Are there any guidelines for using a temporary vs. static Dask cluster? How to set one on Kubernetes?

anna_geller · February 20, 2022, 10:25pm

View in #prefect-community on Slack

@Joël_Luijmes: Hi! I’m working on a flow which requires large concurrency (tens of thousands of tasks). Previously I’ve used the LocalDaskExecutor as my requirements for concurrency were low. However with this flow I want to use the real DaskExecutor.

As I’m aware Prefect is capable of creating a temporal Dask cluster for the running flow (using KubeCluster), but alternatively can use an existing deployed Dask cluster (or even dask gateway if I’m not mistaken).
Note, I’m running in Kubernetes, so adaptive scaling could be interesting.

Are there any guidelines / suggestions / experiences for using a temporal vs. static Dask cluster? Additionally, if I have Docker as storage, how can I supply the correct image tag containing my modules/dependencies while registering the flow?

@Anna_Geller: @Joël_Luijmes Yes, there are! This page discusses the differences. And regarding KubeCluster, check out this blog post.

Executors | Prefect Docs

Medium: Prefect x Kubernetes x Ephemeral Dask: Power, without responsibility

but if you have any specific questions or issues, let us know here

@Joël_Luijmes: Oef, quick reply. Thanks! Missed this documentation page but discovered I can access the image using prefect.context.image

@Anna_Geller: Regarding the image: You can provide it to your run configuration and specify the image from the context in your Cluster class, e.g.:
FargateCluster(n_workers=n_workers, image=prefect.context.image)
@Joël_Luijmes: Okay, one more thing. Should the image contain the flow already? Or is there some magic that Prefect serializes the flow and copies it to the dask workers before starting tasks?

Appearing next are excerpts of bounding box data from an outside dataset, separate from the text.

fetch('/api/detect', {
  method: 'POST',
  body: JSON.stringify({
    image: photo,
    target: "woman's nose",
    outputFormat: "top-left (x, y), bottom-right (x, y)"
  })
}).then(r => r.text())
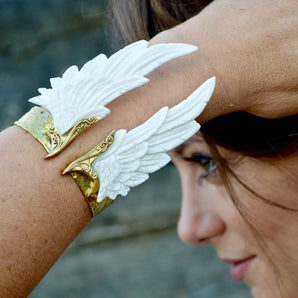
top-left (178, 192), bottom-right (226, 245)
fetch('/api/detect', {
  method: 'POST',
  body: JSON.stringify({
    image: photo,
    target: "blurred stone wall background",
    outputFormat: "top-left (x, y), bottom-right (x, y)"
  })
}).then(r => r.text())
top-left (0, 0), bottom-right (250, 298)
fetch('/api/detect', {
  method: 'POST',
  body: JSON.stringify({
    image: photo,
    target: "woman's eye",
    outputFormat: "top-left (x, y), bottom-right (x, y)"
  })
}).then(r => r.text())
top-left (184, 152), bottom-right (216, 178)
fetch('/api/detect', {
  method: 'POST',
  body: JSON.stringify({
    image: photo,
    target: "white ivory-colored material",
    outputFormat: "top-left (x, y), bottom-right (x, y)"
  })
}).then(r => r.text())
top-left (93, 77), bottom-right (215, 202)
top-left (29, 40), bottom-right (197, 135)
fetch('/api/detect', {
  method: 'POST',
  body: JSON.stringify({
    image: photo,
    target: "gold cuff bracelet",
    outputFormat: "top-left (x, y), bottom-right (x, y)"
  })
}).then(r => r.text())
top-left (15, 107), bottom-right (100, 158)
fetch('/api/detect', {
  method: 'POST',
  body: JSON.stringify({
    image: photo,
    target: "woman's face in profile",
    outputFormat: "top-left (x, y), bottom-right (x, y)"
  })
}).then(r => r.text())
top-left (170, 134), bottom-right (298, 298)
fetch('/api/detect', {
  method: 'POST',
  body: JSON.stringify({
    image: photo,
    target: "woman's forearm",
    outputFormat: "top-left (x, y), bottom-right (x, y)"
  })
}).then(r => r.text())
top-left (0, 39), bottom-right (212, 297)
top-left (0, 1), bottom-right (297, 297)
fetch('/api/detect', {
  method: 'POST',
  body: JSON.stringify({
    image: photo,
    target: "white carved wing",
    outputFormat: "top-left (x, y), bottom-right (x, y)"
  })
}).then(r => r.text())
top-left (29, 40), bottom-right (197, 134)
top-left (93, 77), bottom-right (215, 202)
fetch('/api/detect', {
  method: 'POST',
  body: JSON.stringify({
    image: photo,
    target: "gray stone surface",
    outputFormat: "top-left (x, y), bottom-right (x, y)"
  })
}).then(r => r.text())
top-left (0, 0), bottom-right (250, 298)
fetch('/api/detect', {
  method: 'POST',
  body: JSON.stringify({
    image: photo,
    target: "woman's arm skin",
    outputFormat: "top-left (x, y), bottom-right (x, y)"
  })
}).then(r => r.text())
top-left (151, 0), bottom-right (298, 122)
top-left (0, 0), bottom-right (297, 297)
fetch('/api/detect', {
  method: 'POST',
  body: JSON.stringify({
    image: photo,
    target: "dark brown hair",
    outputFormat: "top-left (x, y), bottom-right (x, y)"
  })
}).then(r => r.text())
top-left (108, 0), bottom-right (298, 296)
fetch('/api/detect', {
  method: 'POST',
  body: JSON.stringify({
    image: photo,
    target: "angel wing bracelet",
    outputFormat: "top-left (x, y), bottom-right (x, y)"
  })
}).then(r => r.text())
top-left (15, 40), bottom-right (215, 217)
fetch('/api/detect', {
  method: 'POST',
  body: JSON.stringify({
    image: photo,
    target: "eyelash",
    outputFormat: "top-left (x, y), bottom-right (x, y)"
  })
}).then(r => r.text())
top-left (184, 152), bottom-right (216, 181)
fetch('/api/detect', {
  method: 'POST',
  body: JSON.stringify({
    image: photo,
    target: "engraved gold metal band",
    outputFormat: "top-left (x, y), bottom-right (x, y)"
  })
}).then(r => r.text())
top-left (15, 107), bottom-right (100, 158)
top-left (15, 107), bottom-right (114, 218)
top-left (63, 131), bottom-right (114, 218)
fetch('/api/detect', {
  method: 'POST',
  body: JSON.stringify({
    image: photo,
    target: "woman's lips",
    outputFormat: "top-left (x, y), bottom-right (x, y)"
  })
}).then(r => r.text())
top-left (222, 256), bottom-right (256, 280)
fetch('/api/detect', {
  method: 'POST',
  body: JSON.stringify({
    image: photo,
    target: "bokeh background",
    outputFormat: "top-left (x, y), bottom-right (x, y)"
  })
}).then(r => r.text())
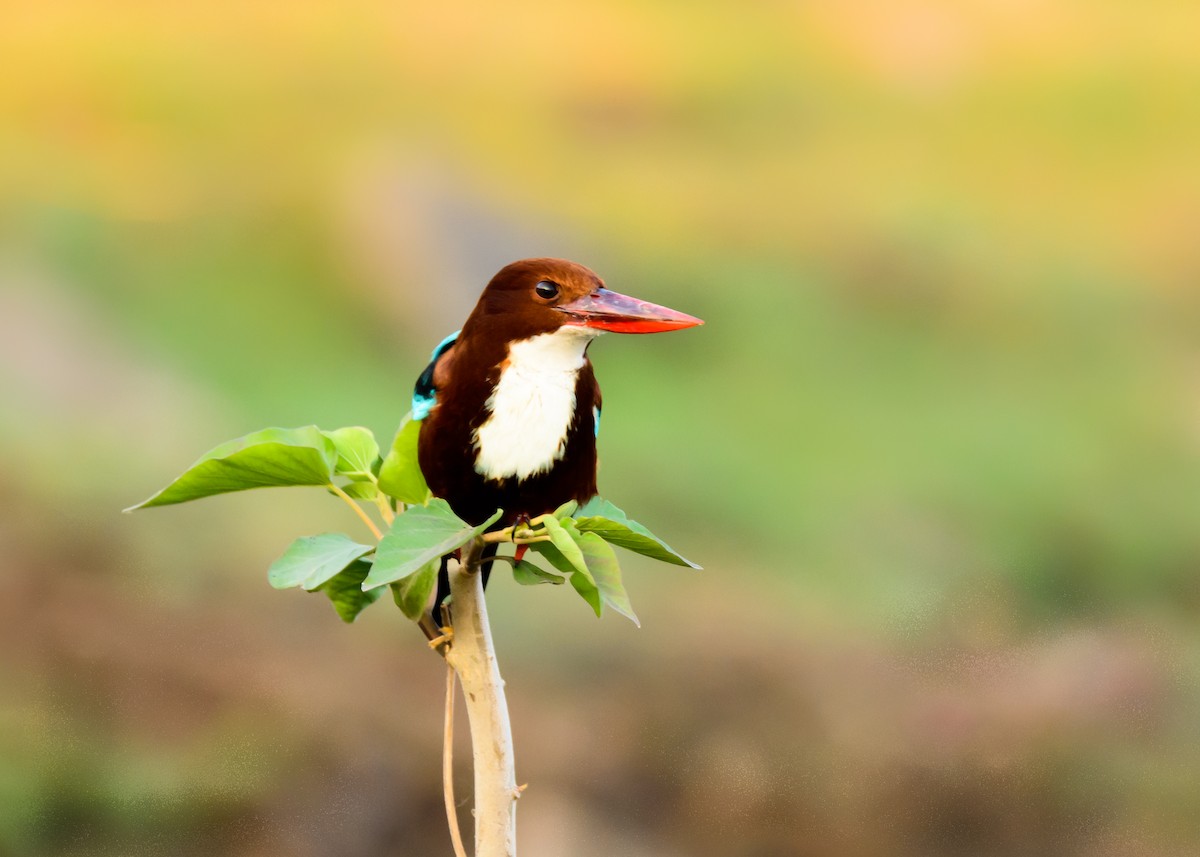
top-left (0, 0), bottom-right (1200, 857)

@Anna_Geller: Storage defines where Prefect can find the flow, so this image doesn’t have to contain the flow. It’s only for package dependencies. But if you use Docker storage, then this image needs to contain the flow, either a pickled flow (default when using Docker storage) or stored_as_script.

@Joël_Luijmes: Makes sense, thanks

anna_geller · March 10, 2022, 12:01pm

This is just a copy of this documentation page - copied to make it easier to read about the temporary vs. static Dask cluster differences in one place:

The DaskExecutor runs Prefect tasks using Dask’s Distributed Scheduler. It can be used locally on a single machine (much like the LocalDaskExecutor above), but is most useful when scaling out distributed across multiple nodes.

Prefect’s DaskExecutor has 3 operating modes:

1. Using a Local Cluster

By default, when you use a DaskExecutor it creates a temporary local Dask
cluster.

from prefect.executors import DaskExecutor

# By default this will use a temporary local Dask cluster
flow.executor = DaskExecutor()

The number of workers used is based on the number of cores on your machine. The
default should provide a mix of processes and threads that should work well for
most workloads. If you want to specify this explicitly, you can pass
n_workers or threads_per_worker to cluster_kwargs.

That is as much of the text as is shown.